Key Capabilities & Training
The model has undergone continued pre-training on approximately 50 billion tokens, with a significant focus on Indonesian (55%), Javanese (3%), and Sundanese (1.5%) data, alongside English and other general datasets. It utilizes the default Llama-3-8B tokenizer and supports an 8192-token context length. Training was conducted on 32 Nvidia H100 80GB GPUs for 5 days using MosaicML Composer.
Benchmark Performance
Evaluated on the SEA HELM (BHASA) benchmark, which covers tasks like QA, Sentiment Analysis, Toxicity Detection, Translation, Summarization, Causal Reasoning, and NLI across Indonesian, Javanese, and Sundanese. The sahabatai-v1-8B model achieved an overall score of 59.437, demonstrating strong performance in these languages, particularly in Javanese (65.048) and Sundanese (59.809).
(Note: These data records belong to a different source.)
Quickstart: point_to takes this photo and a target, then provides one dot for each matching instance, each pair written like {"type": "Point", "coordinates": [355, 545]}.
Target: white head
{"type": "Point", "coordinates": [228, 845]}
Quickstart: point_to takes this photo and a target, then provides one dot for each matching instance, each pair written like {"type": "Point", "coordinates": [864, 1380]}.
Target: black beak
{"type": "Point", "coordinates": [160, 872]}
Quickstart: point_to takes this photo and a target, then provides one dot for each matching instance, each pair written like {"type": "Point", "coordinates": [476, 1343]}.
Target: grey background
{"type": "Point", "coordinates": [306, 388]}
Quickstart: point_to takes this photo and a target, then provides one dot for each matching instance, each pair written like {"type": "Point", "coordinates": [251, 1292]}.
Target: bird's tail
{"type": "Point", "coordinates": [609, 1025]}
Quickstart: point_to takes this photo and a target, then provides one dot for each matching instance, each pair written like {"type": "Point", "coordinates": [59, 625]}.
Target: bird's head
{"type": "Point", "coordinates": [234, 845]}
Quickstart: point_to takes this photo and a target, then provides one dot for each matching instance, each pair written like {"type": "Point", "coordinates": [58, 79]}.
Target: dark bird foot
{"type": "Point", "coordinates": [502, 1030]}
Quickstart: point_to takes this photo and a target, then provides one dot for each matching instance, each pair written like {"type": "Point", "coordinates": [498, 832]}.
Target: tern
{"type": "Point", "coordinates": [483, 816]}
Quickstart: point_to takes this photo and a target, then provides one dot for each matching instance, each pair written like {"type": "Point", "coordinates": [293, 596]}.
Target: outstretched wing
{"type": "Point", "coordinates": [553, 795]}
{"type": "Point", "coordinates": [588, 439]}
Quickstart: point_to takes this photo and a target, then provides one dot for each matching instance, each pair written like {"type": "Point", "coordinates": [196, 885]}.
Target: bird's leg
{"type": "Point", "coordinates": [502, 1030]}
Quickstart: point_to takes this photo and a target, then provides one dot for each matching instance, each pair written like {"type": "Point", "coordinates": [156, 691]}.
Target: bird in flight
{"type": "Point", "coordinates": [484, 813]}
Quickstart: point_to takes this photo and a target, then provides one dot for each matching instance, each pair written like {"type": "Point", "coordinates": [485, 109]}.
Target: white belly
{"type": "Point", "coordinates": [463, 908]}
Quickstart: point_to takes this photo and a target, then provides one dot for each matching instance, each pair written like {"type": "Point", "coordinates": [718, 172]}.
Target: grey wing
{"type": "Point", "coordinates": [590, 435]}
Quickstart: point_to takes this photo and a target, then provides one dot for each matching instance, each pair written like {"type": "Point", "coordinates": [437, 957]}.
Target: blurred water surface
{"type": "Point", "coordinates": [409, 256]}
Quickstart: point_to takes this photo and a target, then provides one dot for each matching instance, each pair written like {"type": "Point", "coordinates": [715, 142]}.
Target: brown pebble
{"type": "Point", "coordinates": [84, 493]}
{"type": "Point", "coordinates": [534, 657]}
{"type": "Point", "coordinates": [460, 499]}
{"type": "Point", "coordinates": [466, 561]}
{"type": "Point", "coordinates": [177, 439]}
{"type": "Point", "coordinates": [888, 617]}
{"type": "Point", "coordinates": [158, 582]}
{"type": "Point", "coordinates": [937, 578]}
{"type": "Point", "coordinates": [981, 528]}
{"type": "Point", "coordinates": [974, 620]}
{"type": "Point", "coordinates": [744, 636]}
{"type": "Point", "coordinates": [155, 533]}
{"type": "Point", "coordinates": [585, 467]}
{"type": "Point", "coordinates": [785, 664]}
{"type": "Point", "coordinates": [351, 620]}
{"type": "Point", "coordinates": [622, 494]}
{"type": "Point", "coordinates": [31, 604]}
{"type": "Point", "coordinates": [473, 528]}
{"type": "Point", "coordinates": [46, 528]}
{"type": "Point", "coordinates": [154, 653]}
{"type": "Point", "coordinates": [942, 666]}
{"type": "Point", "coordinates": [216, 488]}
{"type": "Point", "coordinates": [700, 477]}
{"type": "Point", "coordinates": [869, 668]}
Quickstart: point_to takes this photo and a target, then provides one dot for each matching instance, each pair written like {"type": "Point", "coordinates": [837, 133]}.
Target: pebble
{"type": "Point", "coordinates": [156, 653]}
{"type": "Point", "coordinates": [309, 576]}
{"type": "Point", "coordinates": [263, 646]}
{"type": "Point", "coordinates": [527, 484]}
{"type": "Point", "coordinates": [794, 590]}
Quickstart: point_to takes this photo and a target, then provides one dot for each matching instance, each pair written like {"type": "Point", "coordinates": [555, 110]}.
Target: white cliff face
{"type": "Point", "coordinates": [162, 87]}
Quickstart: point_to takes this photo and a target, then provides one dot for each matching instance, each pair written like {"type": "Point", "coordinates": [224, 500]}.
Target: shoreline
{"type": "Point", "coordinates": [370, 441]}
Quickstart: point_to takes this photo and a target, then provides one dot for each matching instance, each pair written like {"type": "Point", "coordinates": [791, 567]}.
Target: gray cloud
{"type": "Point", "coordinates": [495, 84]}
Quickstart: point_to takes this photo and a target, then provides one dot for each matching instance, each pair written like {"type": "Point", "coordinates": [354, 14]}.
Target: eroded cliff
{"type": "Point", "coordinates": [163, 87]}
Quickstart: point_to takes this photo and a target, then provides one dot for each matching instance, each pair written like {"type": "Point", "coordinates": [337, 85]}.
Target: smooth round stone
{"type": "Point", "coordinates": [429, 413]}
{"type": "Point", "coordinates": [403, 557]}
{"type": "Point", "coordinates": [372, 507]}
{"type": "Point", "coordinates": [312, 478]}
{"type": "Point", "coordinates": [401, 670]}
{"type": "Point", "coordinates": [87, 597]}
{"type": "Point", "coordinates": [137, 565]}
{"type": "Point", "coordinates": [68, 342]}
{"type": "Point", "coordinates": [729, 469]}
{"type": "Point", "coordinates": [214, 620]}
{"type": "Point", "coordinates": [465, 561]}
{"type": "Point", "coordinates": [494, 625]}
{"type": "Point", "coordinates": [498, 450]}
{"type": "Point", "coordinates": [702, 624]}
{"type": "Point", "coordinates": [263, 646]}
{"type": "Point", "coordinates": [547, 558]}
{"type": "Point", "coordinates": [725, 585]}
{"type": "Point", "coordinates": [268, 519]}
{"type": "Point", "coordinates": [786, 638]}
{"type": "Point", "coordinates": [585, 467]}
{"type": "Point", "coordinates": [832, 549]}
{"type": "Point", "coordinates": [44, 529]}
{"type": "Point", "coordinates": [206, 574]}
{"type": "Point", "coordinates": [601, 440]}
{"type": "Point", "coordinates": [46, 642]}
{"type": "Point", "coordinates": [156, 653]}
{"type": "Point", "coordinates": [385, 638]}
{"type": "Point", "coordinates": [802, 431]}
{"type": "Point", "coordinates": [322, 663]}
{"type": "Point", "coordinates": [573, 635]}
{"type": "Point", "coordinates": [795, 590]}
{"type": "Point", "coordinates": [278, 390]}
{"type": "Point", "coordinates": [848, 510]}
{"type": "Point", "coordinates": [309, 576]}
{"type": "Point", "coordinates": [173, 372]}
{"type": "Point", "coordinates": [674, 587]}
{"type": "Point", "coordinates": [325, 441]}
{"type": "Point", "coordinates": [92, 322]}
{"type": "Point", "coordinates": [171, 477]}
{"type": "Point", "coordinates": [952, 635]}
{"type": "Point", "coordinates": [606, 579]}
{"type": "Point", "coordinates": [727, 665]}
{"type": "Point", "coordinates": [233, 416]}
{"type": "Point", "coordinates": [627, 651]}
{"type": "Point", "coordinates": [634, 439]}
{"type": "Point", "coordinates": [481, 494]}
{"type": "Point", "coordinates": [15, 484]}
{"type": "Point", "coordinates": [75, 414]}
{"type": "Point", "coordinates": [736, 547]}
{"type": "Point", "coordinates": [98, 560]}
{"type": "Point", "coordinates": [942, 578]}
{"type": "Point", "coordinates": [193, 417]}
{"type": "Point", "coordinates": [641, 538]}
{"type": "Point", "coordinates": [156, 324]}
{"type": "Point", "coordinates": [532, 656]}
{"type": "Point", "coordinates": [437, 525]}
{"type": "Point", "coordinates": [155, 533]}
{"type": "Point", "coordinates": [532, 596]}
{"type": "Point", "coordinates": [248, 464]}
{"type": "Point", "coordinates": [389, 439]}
While its English performance on the HuggingFace LLM Leaderboard tasks (average 13.92) is lower compared to some English-centric models, its strength lies in its specialized multilingual capabilities for Southeast Asian languages.
Ideal Use Cases
- Applications requiring robust understanding and generation in Indonesian, Javanese, and Sundanese.
- Developing AI-based services and applications tailored for the Indonesian market.
- Research and development focusing on low-resource Southeast Asian languages.